About the Instructor:
Jon Mills, Psy.D., Ph.D., ABPP is a philosopher, psychoanalyst, and clinical psychologist. He is Professor of Psychology & Psychoanalysis at the Adler Graduate Professional School in Toronto and is the author of many works in philosophy, psychoanalysis, and psychology including eighteen books. In 2006, 2011, and 2013 he was recognized with a Gradiva Award from the National Association for the Advancement of Psychoanalysis in New York City for his scholarship, received a Significant Contribution to Canadian Psychology Award in 2008, a Goethe Award for best book in 2013, and the Otto Weininger Memorial Award for lifetime achievement in 2015 by the Canadian Psychological Association. He runs a mental health corporation in Ontario, Canada.
About the Course:
In his recent book, Inventing God, philosopher and psychoanalyst Jon Mills argues that God does not exist; and more provocatively, that God cannot exist as anything but an idea. In other words, God is only a thought. He argues that the God posit is merely a conjecture as supposition based on a fantasy principle conditioned by unconscious illusion and sustained through social ideology. Although a logical concept born of social convention, the God proposition is actually a semiotic invention and symbolization of ideal value. Rather than an extant ontological subject or agency traditionally attributed to a supernatural, transcendent creator or supreme being responsible for the coming into being of the universe, God is merely seen as a psychological creation signifying ultimate ideality. Here, Mills argues, the notion of God becomes a self-relation to an internalized idealized object, the idealization of imagined value. In the end, the idea or conception of God is the manifestation of humanity’s denial and response to natural deprivation or lack in favor of belief in an ultimate hypostatized object of idealized value. After demonstrating the lack of any empirical evidence and the logical impossibility of God, Mills explains the psychological motivations underlying humanity’s need to invent a supreme being. In a highly nuanced analysis of unconscious processes informing the psychology of belief and institutionalized ideology, he concludes that belief in God is the failure to accept our impending death and mourn natural absence for the delusion of divine presence. As an alternative to theistic faith, he offers a secular spirituality that emphasizes the quality of lived experience, the primacy of feeling and value inquiry, ethical self-consciousness, aesthetic and ecological sensibility, and authentic relationality toward self, other, and world as the pursuit of a beautiful soul in search of the numinous.
Overview of Course:
The structure of this online seminar revolves around two chapters from my book that focuses on the psychology of belief, Chapter 2: Religion as Naturalized Psychology, and Chapter 3: The Need to Invent God. You do not need to buy the book for the course, but if you are interested in reading the whole thing, here is a link with a discount flyer to save 20% off the original price from Routledge publishers. The paperback is the cheapest.

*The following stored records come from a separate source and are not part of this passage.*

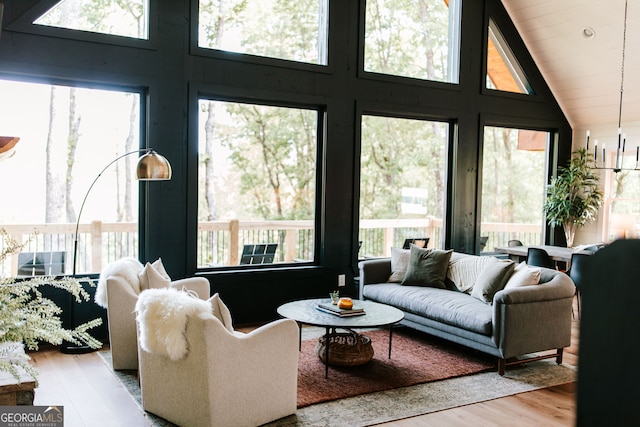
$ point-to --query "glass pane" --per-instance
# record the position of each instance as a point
(67, 135)
(513, 186)
(256, 184)
(503, 71)
(624, 218)
(295, 30)
(402, 183)
(128, 18)
(413, 39)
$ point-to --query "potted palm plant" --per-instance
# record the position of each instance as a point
(574, 195)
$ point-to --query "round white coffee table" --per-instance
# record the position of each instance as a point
(376, 315)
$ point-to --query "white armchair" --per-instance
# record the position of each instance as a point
(118, 289)
(226, 378)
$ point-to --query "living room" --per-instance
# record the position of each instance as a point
(176, 78)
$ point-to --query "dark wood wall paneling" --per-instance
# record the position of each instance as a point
(173, 74)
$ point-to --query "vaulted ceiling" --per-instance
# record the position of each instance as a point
(584, 73)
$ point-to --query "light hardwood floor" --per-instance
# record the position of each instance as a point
(92, 396)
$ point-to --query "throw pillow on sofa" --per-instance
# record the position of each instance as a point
(464, 270)
(523, 275)
(427, 267)
(399, 263)
(492, 279)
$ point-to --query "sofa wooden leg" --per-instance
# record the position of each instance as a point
(502, 366)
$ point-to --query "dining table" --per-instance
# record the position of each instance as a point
(557, 253)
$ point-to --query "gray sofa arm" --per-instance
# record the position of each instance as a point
(373, 271)
(534, 318)
(558, 287)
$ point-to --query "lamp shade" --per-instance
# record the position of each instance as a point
(7, 146)
(153, 167)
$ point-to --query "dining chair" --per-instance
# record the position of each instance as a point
(577, 273)
(540, 258)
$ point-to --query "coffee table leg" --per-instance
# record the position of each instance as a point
(326, 353)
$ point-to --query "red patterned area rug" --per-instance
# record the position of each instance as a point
(416, 358)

I have also video recorded and published a series of lectures on YouTube as well as a documentary film that cover many topics in the book that can be viewed to compliment the course readings. I look forward to having a fruitful and meaningful discussion with the class.
start/end dates – June 1 / June 30, 2017
DEADLINE for registration – June 10th
Schedule: Specific reading and discussion goals are set for every week, completing four units in four weeks, but within that framework you can participate in every element on your own time. There are no live events to be missed. Course lectures, academic papers, links to websites, and forums for discussions with the instructor and students are included in the Moodle website classroom. Visit the class anytime to contribute your posts and receive the instructor’s replies in discussion forums.

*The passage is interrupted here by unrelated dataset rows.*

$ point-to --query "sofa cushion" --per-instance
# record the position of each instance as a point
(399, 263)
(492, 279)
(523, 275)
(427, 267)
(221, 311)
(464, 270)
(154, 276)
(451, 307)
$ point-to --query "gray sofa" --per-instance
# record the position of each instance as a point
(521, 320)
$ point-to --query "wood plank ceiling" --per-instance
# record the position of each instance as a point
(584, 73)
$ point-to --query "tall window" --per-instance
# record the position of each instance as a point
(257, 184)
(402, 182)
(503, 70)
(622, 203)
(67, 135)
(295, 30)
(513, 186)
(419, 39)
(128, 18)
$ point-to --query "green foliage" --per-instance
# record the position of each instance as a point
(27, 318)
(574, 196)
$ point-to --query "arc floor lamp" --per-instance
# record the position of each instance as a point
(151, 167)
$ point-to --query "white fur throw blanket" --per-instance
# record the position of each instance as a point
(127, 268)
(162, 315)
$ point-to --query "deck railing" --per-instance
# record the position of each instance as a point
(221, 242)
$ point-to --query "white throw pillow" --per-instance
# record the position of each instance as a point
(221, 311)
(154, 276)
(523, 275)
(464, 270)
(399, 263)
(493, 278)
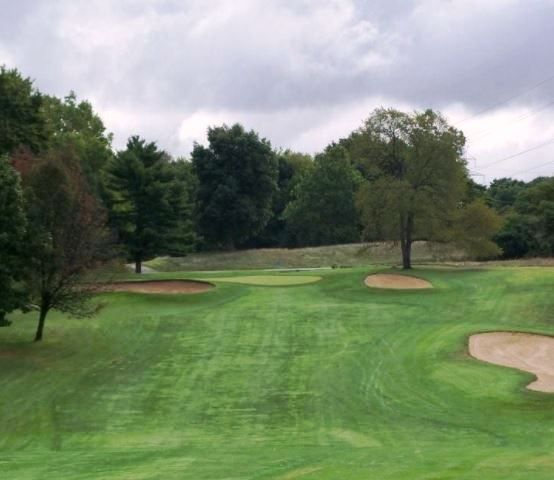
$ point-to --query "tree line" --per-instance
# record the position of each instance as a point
(70, 202)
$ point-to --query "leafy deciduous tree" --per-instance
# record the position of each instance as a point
(66, 237)
(419, 180)
(323, 210)
(12, 238)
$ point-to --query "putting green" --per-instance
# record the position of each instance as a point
(269, 280)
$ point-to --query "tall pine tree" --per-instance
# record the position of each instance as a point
(149, 203)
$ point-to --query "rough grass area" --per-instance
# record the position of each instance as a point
(313, 257)
(325, 381)
(268, 280)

GENERAL INFORMATION: Online classrooms and their discussion threads are accessible 24/7, so you can participate at any hour of the day when there’s some time in your busy schedule. Instructors will not be on live video and you won’t be either – there is nothing happening on camera and no particular time of day you have to be present. If a pre-recorded video is posted, you can view it at your convenience. There’s nothing ‘live’ to be missed, and course instructors respond individually and promptly to all questions and comments. Instructors lead everyone through lectures and readings, but no attendance is taken and there are no assignments to complete – instructors are always available when you are ready to engage them about what is on your mind.